Het enige voordeel van het nivelleersysteem is de snelheid van werken.
Een tegelhandelaar zou normaal van al zijn tegels de cataloog van de fabriek in huis moeten hebben, waarin hij de eigenschappen van de tegels kan raadplegen. De betere fabrieken zetten die eigenschappen op hun site in een technische fiche, helaas nooit in het nederlands op een paar uitzonderingen na. Vermeldt de fabriek alleen de gegevens van zijn eigen labo of geen technische fiche, wil dat zeggen dat de fabriek zijn tegels niet laat controleren door een onafhankelijk labo. Dat laatste labo doet testen op de tegels en bepaalt dan de diverse eigenschappen van de aangeboden tegels. De resultaten van die testen worden dan vergeleken met de normen (EN voor de europese, ISO voor de internationale) die gelden voor tegels; de eigenschappen die binnen de toelaatbare normen vallen, mag de fabriek dan vermelden in zijn technische fiche. Het kan zijn dat een fabriek een technische fiche vrij geeft voor maar 1 of een paar collecties of voor alle collecties.
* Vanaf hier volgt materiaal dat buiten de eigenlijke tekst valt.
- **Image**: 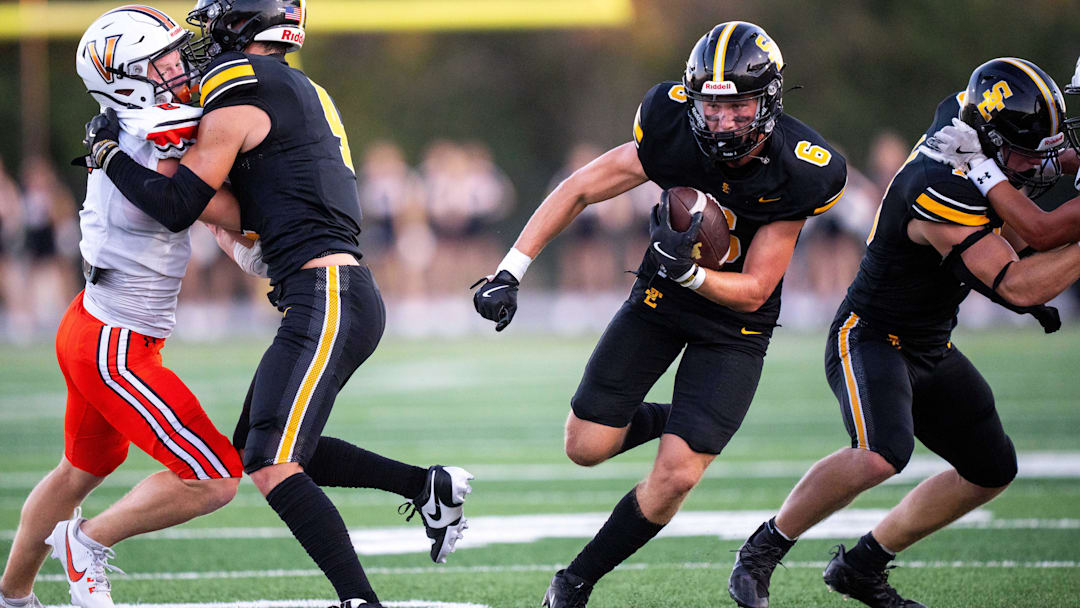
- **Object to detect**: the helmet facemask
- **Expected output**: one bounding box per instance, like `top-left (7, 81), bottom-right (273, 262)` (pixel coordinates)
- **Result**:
top-left (687, 79), bottom-right (782, 163)
top-left (977, 125), bottom-right (1067, 199)
top-left (127, 31), bottom-right (199, 105)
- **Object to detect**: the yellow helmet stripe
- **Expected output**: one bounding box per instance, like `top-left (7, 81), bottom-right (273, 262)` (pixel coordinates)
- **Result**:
top-left (713, 22), bottom-right (742, 82)
top-left (1001, 57), bottom-right (1057, 133)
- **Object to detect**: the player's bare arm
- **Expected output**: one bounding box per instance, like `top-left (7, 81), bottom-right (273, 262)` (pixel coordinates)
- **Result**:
top-left (514, 141), bottom-right (648, 259)
top-left (986, 183), bottom-right (1080, 252)
top-left (698, 219), bottom-right (806, 312)
top-left (157, 159), bottom-right (240, 230)
top-left (907, 219), bottom-right (1080, 307)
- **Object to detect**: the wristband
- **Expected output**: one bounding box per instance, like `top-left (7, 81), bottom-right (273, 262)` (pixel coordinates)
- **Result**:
top-left (968, 159), bottom-right (1009, 197)
top-left (675, 264), bottom-right (705, 292)
top-left (495, 247), bottom-right (532, 283)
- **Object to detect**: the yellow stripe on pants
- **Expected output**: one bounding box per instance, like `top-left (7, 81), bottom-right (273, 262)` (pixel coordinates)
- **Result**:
top-left (839, 312), bottom-right (869, 449)
top-left (274, 266), bottom-right (341, 464)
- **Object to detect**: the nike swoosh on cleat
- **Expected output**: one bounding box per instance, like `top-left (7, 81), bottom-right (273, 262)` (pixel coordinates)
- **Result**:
top-left (652, 241), bottom-right (678, 259)
top-left (64, 530), bottom-right (86, 583)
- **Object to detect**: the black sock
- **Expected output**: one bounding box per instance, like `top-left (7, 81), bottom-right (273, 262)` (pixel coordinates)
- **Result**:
top-left (846, 532), bottom-right (896, 573)
top-left (267, 473), bottom-right (379, 604)
top-left (752, 517), bottom-right (795, 558)
top-left (303, 437), bottom-right (428, 499)
top-left (566, 488), bottom-right (664, 584)
top-left (616, 403), bottom-right (672, 454)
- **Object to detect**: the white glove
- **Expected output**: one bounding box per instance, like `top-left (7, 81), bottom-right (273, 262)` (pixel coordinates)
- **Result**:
top-left (232, 241), bottom-right (270, 279)
top-left (919, 118), bottom-right (986, 172)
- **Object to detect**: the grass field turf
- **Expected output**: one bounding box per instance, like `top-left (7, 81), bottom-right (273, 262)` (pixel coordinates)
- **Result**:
top-left (0, 328), bottom-right (1080, 608)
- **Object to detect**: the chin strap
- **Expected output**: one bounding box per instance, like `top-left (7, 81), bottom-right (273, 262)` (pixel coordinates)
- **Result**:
top-left (942, 228), bottom-right (1062, 334)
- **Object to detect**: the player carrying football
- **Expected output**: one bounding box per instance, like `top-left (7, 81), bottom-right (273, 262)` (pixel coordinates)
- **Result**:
top-left (81, 0), bottom-right (472, 607)
top-left (0, 5), bottom-right (241, 608)
top-left (729, 57), bottom-right (1080, 608)
top-left (474, 22), bottom-right (847, 608)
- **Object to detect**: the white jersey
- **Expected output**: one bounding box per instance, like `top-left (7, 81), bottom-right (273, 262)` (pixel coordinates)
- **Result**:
top-left (79, 105), bottom-right (202, 338)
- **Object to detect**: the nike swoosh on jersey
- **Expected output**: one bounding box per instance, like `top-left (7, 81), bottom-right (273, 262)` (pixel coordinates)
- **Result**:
top-left (652, 241), bottom-right (678, 259)
top-left (64, 531), bottom-right (86, 583)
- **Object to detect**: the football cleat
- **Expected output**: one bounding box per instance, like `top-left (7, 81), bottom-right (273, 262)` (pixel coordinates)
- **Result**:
top-left (0, 593), bottom-right (45, 608)
top-left (45, 509), bottom-right (123, 608)
top-left (400, 464), bottom-right (474, 564)
top-left (824, 544), bottom-right (927, 608)
top-left (728, 524), bottom-right (785, 608)
top-left (540, 570), bottom-right (593, 608)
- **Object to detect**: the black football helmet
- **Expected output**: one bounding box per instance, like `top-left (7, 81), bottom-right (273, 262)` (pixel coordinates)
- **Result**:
top-left (960, 57), bottom-right (1066, 198)
top-left (683, 22), bottom-right (784, 162)
top-left (188, 0), bottom-right (308, 58)
top-left (1065, 59), bottom-right (1080, 151)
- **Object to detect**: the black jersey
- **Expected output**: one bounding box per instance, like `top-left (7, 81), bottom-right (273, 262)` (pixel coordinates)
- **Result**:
top-left (634, 82), bottom-right (848, 327)
top-left (200, 52), bottom-right (361, 283)
top-left (848, 93), bottom-right (1001, 343)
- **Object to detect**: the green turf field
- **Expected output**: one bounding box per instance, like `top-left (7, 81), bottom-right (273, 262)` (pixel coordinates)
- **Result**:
top-left (0, 328), bottom-right (1080, 608)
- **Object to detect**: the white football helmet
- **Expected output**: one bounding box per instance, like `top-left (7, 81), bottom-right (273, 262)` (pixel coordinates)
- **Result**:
top-left (75, 4), bottom-right (198, 109)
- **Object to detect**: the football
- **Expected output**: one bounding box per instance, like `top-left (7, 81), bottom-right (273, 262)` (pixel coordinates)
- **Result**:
top-left (664, 186), bottom-right (731, 270)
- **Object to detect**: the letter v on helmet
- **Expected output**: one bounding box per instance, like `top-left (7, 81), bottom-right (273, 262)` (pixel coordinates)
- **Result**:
top-left (85, 33), bottom-right (123, 84)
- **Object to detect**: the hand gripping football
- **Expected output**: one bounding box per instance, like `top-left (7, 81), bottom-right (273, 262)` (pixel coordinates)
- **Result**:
top-left (664, 186), bottom-right (731, 270)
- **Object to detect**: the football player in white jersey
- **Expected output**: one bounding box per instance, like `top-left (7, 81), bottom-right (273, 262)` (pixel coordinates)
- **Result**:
top-left (0, 5), bottom-right (248, 608)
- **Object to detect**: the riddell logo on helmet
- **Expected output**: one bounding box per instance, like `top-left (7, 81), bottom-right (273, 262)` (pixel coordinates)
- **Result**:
top-left (701, 80), bottom-right (739, 95)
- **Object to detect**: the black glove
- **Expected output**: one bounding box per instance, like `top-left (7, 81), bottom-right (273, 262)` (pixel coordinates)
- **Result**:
top-left (649, 197), bottom-right (701, 281)
top-left (469, 270), bottom-right (519, 332)
top-left (78, 108), bottom-right (120, 168)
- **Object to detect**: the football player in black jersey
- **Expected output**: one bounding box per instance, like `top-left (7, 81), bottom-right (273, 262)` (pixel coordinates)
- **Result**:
top-left (927, 54), bottom-right (1080, 252)
top-left (474, 22), bottom-right (847, 608)
top-left (86, 0), bottom-right (471, 606)
top-left (729, 57), bottom-right (1080, 608)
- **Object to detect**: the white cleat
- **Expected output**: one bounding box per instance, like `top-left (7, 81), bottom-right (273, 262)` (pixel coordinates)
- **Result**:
top-left (0, 593), bottom-right (45, 608)
top-left (45, 509), bottom-right (123, 608)
top-left (403, 464), bottom-right (474, 564)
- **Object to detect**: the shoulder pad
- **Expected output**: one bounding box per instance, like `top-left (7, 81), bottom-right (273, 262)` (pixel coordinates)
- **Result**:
top-left (912, 166), bottom-right (990, 226)
top-left (117, 104), bottom-right (202, 159)
top-left (199, 52), bottom-right (259, 109)
top-left (634, 81), bottom-right (686, 146)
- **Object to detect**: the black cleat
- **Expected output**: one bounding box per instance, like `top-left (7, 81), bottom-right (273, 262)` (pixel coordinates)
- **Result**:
top-left (824, 544), bottom-right (927, 608)
top-left (728, 524), bottom-right (787, 608)
top-left (540, 570), bottom-right (593, 608)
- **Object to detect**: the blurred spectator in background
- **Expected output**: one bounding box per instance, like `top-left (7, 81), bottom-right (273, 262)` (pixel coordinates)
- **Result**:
top-left (548, 143), bottom-right (661, 295)
top-left (357, 141), bottom-right (435, 297)
top-left (21, 157), bottom-right (79, 332)
top-left (421, 140), bottom-right (514, 293)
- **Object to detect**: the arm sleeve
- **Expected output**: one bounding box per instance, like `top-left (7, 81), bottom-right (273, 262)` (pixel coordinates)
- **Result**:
top-left (105, 150), bottom-right (216, 232)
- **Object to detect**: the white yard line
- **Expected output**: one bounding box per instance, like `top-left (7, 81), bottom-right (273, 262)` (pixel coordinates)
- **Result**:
top-left (10, 509), bottom-right (1080, 555)
top-left (46, 600), bottom-right (488, 608)
top-left (37, 559), bottom-right (1080, 587)
top-left (8, 451), bottom-right (1080, 490)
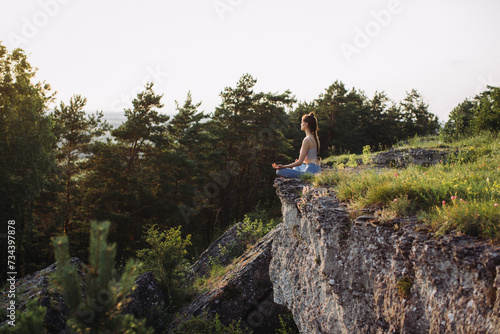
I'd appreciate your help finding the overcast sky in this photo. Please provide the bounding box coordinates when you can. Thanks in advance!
[0,0,500,121]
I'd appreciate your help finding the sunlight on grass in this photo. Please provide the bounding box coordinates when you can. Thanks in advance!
[312,134,500,240]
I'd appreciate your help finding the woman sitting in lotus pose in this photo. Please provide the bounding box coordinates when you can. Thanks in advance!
[273,113,321,178]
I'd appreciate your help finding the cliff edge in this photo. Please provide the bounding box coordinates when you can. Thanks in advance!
[269,179,500,334]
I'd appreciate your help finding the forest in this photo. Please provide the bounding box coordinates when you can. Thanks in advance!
[0,44,500,288]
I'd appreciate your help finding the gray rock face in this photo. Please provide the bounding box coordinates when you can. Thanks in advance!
[269,179,500,334]
[125,271,166,318]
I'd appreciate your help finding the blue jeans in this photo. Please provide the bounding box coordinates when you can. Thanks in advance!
[276,164,321,178]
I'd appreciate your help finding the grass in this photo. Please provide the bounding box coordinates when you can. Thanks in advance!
[312,134,500,241]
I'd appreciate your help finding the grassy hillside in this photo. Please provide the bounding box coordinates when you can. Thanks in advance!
[312,134,500,241]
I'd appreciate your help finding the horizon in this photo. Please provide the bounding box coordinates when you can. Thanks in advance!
[0,0,500,122]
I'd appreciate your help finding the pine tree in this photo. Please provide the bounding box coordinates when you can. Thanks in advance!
[51,95,110,235]
[53,222,152,334]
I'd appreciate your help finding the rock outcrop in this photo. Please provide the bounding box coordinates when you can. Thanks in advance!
[269,179,500,334]
[178,228,289,333]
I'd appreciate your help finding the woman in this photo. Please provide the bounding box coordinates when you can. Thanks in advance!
[273,113,321,178]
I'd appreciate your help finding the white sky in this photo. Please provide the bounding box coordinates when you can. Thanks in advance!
[0,0,500,121]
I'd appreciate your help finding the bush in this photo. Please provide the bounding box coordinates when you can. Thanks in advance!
[53,222,152,334]
[137,225,191,309]
[172,311,251,334]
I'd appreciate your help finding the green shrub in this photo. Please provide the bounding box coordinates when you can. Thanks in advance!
[312,133,500,239]
[137,225,191,309]
[172,311,252,334]
[53,222,152,334]
[10,299,47,334]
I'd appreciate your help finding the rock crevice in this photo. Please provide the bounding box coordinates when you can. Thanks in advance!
[269,179,500,334]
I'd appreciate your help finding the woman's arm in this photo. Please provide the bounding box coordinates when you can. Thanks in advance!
[273,137,312,169]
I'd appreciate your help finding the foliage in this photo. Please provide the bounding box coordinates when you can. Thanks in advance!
[172,311,251,334]
[441,86,500,141]
[137,225,191,307]
[53,222,151,333]
[313,133,500,239]
[50,95,110,235]
[10,299,47,334]
[0,43,55,280]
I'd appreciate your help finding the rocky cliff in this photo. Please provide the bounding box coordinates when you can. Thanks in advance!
[269,179,500,334]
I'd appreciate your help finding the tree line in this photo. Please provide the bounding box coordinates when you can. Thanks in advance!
[0,44,498,275]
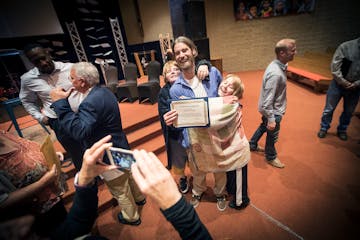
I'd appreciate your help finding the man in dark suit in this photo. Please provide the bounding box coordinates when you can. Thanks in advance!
[50,62,146,225]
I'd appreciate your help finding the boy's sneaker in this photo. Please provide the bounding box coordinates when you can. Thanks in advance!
[190,194,201,208]
[179,177,189,194]
[216,196,226,212]
[229,200,250,210]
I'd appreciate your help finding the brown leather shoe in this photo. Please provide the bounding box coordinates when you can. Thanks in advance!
[267,158,285,168]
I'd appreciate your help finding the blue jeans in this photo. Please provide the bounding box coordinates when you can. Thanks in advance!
[249,115,282,161]
[320,80,360,132]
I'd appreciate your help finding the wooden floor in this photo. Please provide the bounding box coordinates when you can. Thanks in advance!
[0,71,360,240]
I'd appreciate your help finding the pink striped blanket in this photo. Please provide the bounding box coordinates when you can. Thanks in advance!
[188,97,250,172]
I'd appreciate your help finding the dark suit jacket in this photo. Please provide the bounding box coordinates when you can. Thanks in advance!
[52,86,130,163]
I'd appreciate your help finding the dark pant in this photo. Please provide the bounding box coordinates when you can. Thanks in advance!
[249,115,282,161]
[320,80,360,132]
[226,164,250,203]
[49,118,84,171]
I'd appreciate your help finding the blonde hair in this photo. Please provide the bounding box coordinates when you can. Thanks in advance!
[223,74,245,99]
[275,38,296,55]
[163,60,180,82]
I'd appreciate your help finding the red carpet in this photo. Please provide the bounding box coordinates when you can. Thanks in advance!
[1,71,360,240]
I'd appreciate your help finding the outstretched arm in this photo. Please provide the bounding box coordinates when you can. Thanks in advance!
[131,150,212,239]
[51,135,116,239]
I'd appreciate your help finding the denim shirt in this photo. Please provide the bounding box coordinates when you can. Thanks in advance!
[170,67,222,148]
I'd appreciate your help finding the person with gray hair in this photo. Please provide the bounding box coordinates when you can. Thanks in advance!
[249,39,296,168]
[19,44,82,170]
[50,62,146,225]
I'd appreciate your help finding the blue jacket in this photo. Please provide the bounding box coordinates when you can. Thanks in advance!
[170,67,222,99]
[52,86,130,163]
[170,67,222,148]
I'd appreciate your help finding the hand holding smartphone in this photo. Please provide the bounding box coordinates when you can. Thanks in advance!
[106,147,135,171]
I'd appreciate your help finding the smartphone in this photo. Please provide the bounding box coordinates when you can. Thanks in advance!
[106,147,135,170]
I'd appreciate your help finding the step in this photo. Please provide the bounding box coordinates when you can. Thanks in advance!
[132,134,166,155]
[126,121,162,149]
[123,113,159,135]
[63,179,118,213]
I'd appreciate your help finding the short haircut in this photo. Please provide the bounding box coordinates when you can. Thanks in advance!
[163,60,180,82]
[72,62,100,87]
[173,36,198,57]
[223,74,245,99]
[24,43,44,56]
[275,38,296,55]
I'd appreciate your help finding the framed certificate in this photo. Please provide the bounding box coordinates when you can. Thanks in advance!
[170,98,210,128]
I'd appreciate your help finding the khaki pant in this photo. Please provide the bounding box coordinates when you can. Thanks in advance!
[105,172,145,222]
[189,158,226,197]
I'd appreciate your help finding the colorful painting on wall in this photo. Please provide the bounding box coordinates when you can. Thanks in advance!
[234,0,315,21]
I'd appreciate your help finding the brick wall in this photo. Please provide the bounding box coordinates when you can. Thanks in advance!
[205,0,360,72]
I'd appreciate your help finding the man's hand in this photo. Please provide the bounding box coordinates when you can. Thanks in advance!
[78,135,117,186]
[50,88,74,102]
[223,95,239,104]
[39,164,59,187]
[345,83,357,90]
[163,110,178,126]
[41,115,49,125]
[266,122,276,131]
[131,150,181,210]
[197,65,209,80]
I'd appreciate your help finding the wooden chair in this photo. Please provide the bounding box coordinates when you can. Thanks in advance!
[138,60,161,104]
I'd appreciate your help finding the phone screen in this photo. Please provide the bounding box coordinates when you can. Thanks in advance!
[107,147,135,170]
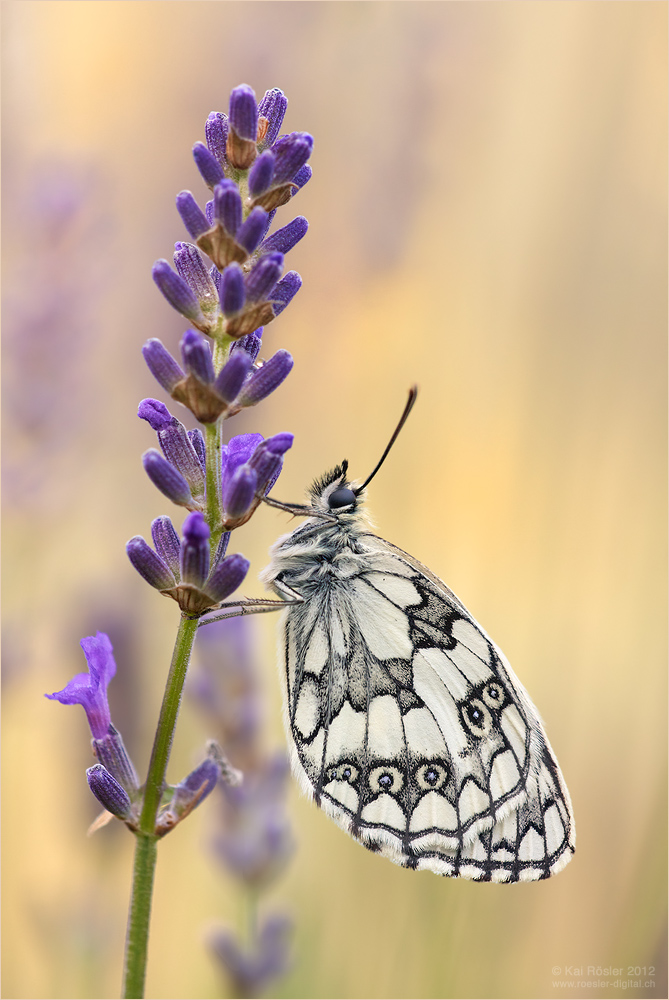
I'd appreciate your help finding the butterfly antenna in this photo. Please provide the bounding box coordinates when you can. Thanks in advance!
[353,385,418,496]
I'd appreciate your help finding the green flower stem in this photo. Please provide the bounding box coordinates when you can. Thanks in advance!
[123,618,198,997]
[204,420,223,557]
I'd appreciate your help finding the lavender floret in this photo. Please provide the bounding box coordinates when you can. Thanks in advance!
[140,448,193,504]
[152,259,205,324]
[220,264,246,316]
[147,515,181,589]
[181,511,210,587]
[272,271,302,316]
[230,327,263,361]
[237,350,293,406]
[230,83,258,142]
[260,215,309,254]
[142,337,186,393]
[214,351,253,403]
[222,465,258,520]
[176,191,209,240]
[125,536,177,590]
[249,149,275,198]
[44,632,116,739]
[193,142,224,188]
[258,87,288,146]
[245,253,283,302]
[179,330,214,385]
[204,111,228,167]
[236,207,267,254]
[214,181,242,236]
[272,132,314,185]
[188,427,207,472]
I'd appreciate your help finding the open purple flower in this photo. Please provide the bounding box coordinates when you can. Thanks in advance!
[44,632,116,740]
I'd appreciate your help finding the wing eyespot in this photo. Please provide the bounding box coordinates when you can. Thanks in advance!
[369,764,404,795]
[481,681,506,708]
[326,762,360,785]
[416,761,449,792]
[462,698,492,736]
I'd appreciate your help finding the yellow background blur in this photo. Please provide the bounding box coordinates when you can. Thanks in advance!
[3,2,667,998]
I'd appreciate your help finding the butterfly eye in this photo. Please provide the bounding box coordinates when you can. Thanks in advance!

De eerste eigenschap van de tegels zijn de dimensionele afmetingen. Eén van die eigenschappen is de vlakheid ... planarità (italiaans), planeidad (spaans), planaridade (portugees), flatness (engels), planéité (frans), ebenheit (duits). Die wordt aangeduid in procenten : de tegel mag dan een afwijking hebben in concaaf (hol) en/of in convex (bol). Formule omrekening : lengte van de tegel x 1.4 x het percentage. Als in de technische fiche staat dat het procent slaat op de diagonaal, dan is de formule : lengte van de tegel x het percentage. (die 1.4 staat voor het berekenen van de diagonaal) . De fabrieken geven helaas zelden de vlakheid aan voor hun parkettegels. Nu, als de fabriek voor zijn even grote of grotere tegels een laag percentage bekomt, dan zullen hun parkettegels ook aan dat percentage beantwoorden. Een tweede toets is de lengte van de tegels en een derde toets is de prijs van de tegels. Daarnaast komen nu ook de flexibele parkettegels op de markt.
Op you tube staan wat filmkes over dat systeem en op sommige kan je zelfs duidelijk zien dat de aangrenzende tegel uit de tegellijm wordt opgetrokken. Je formuleert het zeer goed : de trektang duwt de spie door de clip en trekt de clip uit de tegellijm tot tegen de onderkant van de tegel en trekt dan de tegel naar boven. Des te meer clips je plaatst, des te meer verbindingen je bekomt tussen de tegels, waardoor de spieën de tegels tegen mekaar vasthouden, zodat ze niet kunnen inzakken. Bij het plaatsen de tegels op de voetjes van de clips, komen ze natuurlijk op de laag tegellijm terecht. Dat wel, maar nadien worden ze eruit getrokken en zal er zeker nog wat tegellijm aan de onderkant van de tegel blijven hangen. Schuif je de voetjes van de clips op de chape, dan trek je tegellijm in de voegen van de tegels - de clips zitten dan vast in de tegellijm, breken niet of moeilijk af en je zit met verharde tegellijm in de voegen. Probeer een clip onder de tegel te steken en plaats er dan een tegel op : de tegel duwt de clip in de tegellijm en daarna trekt de spie de clip uit de lijm tot aan de tegel en dan beiden samen naar omhoog.
Mijn persoonlijke ervaringen : korte formaten zijn meestal zeer goed vlak - 120 en méér zijn gevoelig voor ongelijkheid kwa vlakheid; meestal bolvormig - de duurdere zijn minstens 10mm dik en van goede tot zeer goede kwaliteit. Een gebogen tegel kan je nooit vlak plaatsen, zelfs niet met de sterkste metalen trektang uit het nivelleersysteem. Haal de tegels uit de verpakking en zet ze tegen mekaar, zichtzijde tegen zichtzijde en meet dan het verschil op beide uiteinden : dat wordt het minimale verschil bij niet verspringende voegen, te verhogen met de lengte van de verspringingen. Hoe groter de verspringing van een bolle tegel : des te meer ongelijkheden, niet alleen op de kruistende voegen, maar ook op de beide middelpunten van elke aangrenzende tegel. Een parkettegel, net zoals elke andere tegel, die niet volledig in de lijm ligt, klinkt hol door de lucht eronder.